A Case for Capital Expenditure From Government

We estimate that every 10 bps of expansion in the fiscal deficit to GDP ratio would allow for extra spending of a relatively limited Rs 150 billion.

With implementation of private investment expected to significantly lag the spurt in project announcements, Government spending on infrastructure (capex) is likely to remain a critical engine of economic growth, prompting calls for a wider fiscal deficit in 2016-17. We estimate that every 10 bps of expansion in the fiscal deficit to GDP ratio would allow for extra spending of a relatively limited Rs 150 billion. In our view, it may be more appropriate to make additional funding available for capital expenditure through extra-budgetary sources such as the NIIF.

The fiscal outlook for State Governments is also challenging, with several states likely to participate in the UDAY scheme and revise pay and pension scales over the next 1-2 years.
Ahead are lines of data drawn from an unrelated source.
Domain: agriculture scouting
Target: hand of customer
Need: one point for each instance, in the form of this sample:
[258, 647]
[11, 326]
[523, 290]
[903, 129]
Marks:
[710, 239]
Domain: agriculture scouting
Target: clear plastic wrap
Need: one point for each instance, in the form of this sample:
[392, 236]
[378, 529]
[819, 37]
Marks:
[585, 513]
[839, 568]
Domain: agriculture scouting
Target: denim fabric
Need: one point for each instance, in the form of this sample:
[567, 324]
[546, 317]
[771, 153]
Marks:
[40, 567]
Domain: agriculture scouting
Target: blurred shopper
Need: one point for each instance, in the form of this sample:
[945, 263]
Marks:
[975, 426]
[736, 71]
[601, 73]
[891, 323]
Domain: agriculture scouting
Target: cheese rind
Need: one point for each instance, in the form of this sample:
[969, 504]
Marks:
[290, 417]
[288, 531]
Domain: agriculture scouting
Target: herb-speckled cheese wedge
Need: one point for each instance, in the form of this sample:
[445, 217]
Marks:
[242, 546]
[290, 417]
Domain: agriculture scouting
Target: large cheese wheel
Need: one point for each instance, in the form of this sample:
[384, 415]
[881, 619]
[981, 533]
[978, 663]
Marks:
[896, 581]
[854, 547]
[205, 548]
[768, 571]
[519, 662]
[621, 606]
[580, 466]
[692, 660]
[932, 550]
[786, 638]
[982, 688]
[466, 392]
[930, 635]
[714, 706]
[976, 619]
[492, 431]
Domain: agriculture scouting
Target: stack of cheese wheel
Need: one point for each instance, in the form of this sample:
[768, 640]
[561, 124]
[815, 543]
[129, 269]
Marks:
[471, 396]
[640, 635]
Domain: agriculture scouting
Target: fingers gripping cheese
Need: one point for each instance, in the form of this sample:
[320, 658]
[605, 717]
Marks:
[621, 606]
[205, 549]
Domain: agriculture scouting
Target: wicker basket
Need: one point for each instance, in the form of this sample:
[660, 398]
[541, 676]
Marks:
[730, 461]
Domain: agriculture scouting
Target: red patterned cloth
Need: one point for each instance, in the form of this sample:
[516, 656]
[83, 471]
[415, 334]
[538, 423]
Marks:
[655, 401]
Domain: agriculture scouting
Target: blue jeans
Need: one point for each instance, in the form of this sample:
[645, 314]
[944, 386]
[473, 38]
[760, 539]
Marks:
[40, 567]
Moreover, with petroleum products accounting for around a quarter of the total sales tax/VAT revenues (as budgeted by the state governments in 2014-15), and most States levying VAT on an ad valorem basis on fuels, lower average fuel prices in FY17 as against FY16 would impact the aggregate growth of States’ sales tax revenues.

The cloudy outlook for the general government fiscal deficit may push up bond yields. Moreover, if the NIIF raises significant resources from the market, a tightening of liquidity conditions may cause yields to harden, and emerge as a source of macroeconomic concern over the near term.

Structural issues continue to plague a significant portion of the existing project pipeline of Rs 31.9 trillion submitted to the Cabinet Committee on Investment (CCI), particularly in sectors such as steel, petroleum & natural gas and, to a lesser extent, power. Although the fresh project pipeline appears robust, with investment commitments of Rs 15.2 trillion during the Make In India Week, commencement of work will lag such announcements, given moderate capacity utilisation, uneven demand and competitive imports in some sectors. Past experience suggests that several of these projects may be slow to get off the ground whereas some may remain at the announcement stage. Moreover, the significant stress on the public sector banks’ (PSBs’) balance sheets and the large Tier I capital requirement for FY17 are likely to constrain their ability to fund a sharp revival of economic growth.